Background...
Background...
You know when people get frustrated with a relative and say, "God! They drive me crazy sometimes!" Mine actually do: I have some mental illness in the family. (I know: who doesn't, right?)
My mother was diagnosed as being paranoid schizophrenic when I was an infant, but later on her diagnosis became more along the bipolar lines. When I was little I simplified it for myself by saying that my mother has good days and bad days. Good days meant she was awake, drinking coffee and laughing that gravelly smoker's laugh and smoking unending cigarettes, trying to be philosophical but falling a little short. Bad days meant she was asleep (or awake for the third or fourth day in a row) or completely unreasonably argumentative or bizarrely religious.

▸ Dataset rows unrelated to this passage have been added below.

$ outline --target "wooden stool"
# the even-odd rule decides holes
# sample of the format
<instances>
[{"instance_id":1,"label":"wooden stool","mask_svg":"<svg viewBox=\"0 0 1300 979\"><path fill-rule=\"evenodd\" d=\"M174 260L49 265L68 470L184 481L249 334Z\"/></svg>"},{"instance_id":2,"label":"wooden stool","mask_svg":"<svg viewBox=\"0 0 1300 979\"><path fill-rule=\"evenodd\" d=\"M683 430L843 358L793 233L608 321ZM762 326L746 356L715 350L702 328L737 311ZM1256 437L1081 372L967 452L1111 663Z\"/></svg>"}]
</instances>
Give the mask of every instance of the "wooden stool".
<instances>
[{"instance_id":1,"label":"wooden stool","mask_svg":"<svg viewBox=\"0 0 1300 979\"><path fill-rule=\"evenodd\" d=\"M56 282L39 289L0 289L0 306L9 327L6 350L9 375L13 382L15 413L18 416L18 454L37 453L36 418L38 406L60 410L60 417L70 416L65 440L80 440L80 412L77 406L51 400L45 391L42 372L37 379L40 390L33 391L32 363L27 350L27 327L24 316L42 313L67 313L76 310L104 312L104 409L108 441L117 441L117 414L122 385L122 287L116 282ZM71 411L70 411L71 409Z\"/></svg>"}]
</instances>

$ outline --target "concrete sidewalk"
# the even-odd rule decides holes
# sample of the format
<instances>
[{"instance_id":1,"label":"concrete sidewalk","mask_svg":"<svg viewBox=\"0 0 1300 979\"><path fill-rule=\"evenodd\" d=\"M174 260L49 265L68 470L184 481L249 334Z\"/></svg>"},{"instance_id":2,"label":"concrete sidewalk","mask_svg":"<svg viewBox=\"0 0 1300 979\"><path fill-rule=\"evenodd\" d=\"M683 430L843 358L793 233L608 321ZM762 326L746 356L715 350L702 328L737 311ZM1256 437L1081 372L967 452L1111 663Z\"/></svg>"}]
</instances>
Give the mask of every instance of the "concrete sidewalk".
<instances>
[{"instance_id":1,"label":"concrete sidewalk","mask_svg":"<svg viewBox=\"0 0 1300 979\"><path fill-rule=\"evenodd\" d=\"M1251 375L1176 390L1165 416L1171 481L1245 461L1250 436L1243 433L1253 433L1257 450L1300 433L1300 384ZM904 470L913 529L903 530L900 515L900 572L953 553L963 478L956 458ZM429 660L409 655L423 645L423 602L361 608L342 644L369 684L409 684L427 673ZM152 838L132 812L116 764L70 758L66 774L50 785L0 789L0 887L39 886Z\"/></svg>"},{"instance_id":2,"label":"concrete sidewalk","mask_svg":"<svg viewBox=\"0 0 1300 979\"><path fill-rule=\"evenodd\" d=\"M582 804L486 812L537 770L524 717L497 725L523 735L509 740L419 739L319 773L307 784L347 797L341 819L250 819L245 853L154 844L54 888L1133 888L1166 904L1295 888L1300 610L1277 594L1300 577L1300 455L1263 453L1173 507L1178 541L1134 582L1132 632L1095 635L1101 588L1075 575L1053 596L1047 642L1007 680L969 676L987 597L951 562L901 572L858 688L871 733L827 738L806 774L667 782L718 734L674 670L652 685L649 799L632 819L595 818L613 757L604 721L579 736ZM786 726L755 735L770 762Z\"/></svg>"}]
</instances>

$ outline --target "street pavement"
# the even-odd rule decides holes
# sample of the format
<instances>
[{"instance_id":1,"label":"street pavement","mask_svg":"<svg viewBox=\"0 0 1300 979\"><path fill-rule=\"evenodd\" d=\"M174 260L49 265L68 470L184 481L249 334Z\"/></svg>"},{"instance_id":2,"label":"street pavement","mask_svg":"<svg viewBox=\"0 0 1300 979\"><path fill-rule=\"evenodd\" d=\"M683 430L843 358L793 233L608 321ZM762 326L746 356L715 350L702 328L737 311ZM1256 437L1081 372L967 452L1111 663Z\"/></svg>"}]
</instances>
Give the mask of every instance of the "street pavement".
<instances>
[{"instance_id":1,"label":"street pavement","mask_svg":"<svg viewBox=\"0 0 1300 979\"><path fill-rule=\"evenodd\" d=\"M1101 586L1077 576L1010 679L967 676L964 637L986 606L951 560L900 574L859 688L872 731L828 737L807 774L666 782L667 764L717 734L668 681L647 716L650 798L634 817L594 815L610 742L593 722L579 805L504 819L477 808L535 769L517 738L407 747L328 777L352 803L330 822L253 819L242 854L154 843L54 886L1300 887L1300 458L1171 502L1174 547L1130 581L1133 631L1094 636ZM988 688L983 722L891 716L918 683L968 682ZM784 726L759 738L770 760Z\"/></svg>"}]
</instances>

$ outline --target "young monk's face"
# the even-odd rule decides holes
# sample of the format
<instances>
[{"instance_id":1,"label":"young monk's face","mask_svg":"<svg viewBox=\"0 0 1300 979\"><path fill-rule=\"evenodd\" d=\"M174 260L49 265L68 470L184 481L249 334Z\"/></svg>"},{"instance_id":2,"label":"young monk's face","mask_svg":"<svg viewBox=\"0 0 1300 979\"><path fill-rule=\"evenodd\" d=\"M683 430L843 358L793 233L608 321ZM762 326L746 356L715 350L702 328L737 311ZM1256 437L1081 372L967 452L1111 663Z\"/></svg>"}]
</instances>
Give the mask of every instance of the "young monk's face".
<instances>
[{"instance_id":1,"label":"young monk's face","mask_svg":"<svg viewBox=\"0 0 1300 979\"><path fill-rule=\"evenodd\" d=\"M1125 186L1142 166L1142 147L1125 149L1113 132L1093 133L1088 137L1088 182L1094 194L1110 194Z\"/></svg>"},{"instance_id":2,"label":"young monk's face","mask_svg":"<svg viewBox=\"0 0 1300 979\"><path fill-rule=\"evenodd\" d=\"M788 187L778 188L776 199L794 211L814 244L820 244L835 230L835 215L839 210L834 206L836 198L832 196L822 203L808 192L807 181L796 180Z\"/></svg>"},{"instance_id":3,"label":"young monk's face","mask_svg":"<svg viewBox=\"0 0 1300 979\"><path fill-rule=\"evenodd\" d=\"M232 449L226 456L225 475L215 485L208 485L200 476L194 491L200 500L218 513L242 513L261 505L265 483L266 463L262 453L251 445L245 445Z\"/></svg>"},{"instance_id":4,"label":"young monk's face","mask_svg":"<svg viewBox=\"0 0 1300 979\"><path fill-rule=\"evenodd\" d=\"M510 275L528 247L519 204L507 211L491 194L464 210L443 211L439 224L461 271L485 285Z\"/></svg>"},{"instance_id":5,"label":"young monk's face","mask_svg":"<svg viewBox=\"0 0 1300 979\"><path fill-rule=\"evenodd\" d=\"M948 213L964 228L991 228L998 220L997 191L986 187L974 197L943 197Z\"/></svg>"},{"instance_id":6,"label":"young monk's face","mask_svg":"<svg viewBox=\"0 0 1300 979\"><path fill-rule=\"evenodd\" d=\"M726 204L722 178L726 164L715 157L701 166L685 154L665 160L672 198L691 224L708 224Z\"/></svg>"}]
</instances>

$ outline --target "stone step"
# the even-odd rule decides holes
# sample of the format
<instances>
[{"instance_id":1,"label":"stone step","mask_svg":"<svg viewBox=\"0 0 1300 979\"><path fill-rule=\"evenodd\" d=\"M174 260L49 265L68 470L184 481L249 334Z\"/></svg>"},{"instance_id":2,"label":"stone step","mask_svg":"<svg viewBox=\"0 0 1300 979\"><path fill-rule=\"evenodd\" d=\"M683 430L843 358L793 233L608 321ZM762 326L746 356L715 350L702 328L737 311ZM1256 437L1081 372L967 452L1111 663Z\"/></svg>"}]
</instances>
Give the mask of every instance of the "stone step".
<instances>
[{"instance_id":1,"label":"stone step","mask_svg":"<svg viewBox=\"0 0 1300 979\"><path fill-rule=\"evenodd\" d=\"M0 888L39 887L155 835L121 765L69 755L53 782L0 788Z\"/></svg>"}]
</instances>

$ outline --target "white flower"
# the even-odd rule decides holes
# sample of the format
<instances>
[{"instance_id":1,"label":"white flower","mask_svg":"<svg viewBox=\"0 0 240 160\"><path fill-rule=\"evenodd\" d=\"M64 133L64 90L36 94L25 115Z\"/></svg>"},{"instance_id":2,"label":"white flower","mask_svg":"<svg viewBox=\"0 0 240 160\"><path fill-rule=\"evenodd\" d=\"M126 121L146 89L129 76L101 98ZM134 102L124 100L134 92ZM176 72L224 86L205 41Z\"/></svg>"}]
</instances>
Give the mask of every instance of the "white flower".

Since my parents divorced early (I was maybe 3), and my dad was one of the first dads in CA to get full custody (this was the early 70s), I saw my mother on visitations. She was painfully happy to see my brother and I, but it became harder and harder to bear up under her neediness -- she wanted so much to be a mother to us, but she couldn't take care of herself, much less us. Her neediness ate at me, grated on my nerves, made me anxious. As a simple example, she'd do things like save the ads in the Sunday paper for silverware patterns so she could ask which one I liked best. I'd pick, and she'd immediately say that was her favorite, too. It was like having an annoying little sibling trying to copy me... wanting to crawl inside my head and BE me... wanting to take me over. The four hour visits left a fog of depression over my brother and I (and my mother, too, I'm sure) that lasted for a day or so after we returned home.
When I became a grownup I tried to have a relationship with her, but the parenting thing was an issue. At 18, 19, 20 I felt I didn't need parenting; I had finished my vocational college training and was working and paying my bills, making good choices and moving foward in life. She wanted to be my mother in the tell-me-what-to-do sort of way that had already been done by that time. Plus, I felt like I was sort of pushed into the parenting role with her: I was the adult, she was the rebelling teen, smoking because no one was going to tell HER to quit, or staying in a hellacious relationship because at least it was someone there... Again, it became exhausting, depressing, really, to just be around her.
I tried to explain it to someone one time and the best I could come up with was this: She is the black hole of need. No matter what you do, it's never going to be enough. I love my mother; I just can't be around her and remain sane enough to carry on, myself.
When I became a parent, myself, I began to pull back from my mother even more, to protect my kids and myself from the emotional rollercoaster. I couldn't stand the smoking, I couldn't stand the calls that berated me for one thing one minute, and ended with crying and a religous diatribe the next. I couldn't stand the neediness that had no end... I went through enormous amounts of guilt, and still do feel terrible about not seeing her, talking to her, or being involved in her life... but I know, deep down, that it is the ONLY course that I can take right now.
I have compassion for people going through mental illness, but also for the family members who have to watch as bad choice after bad choice gets made, with predictable results. The family members are the ones that have to pick up the pieces... Mental illness is not contagious, but it affects more than just the person with the diagnosis...
I don't have a relationship with my mother, not because I don't care, but because I care so much it hurts too much.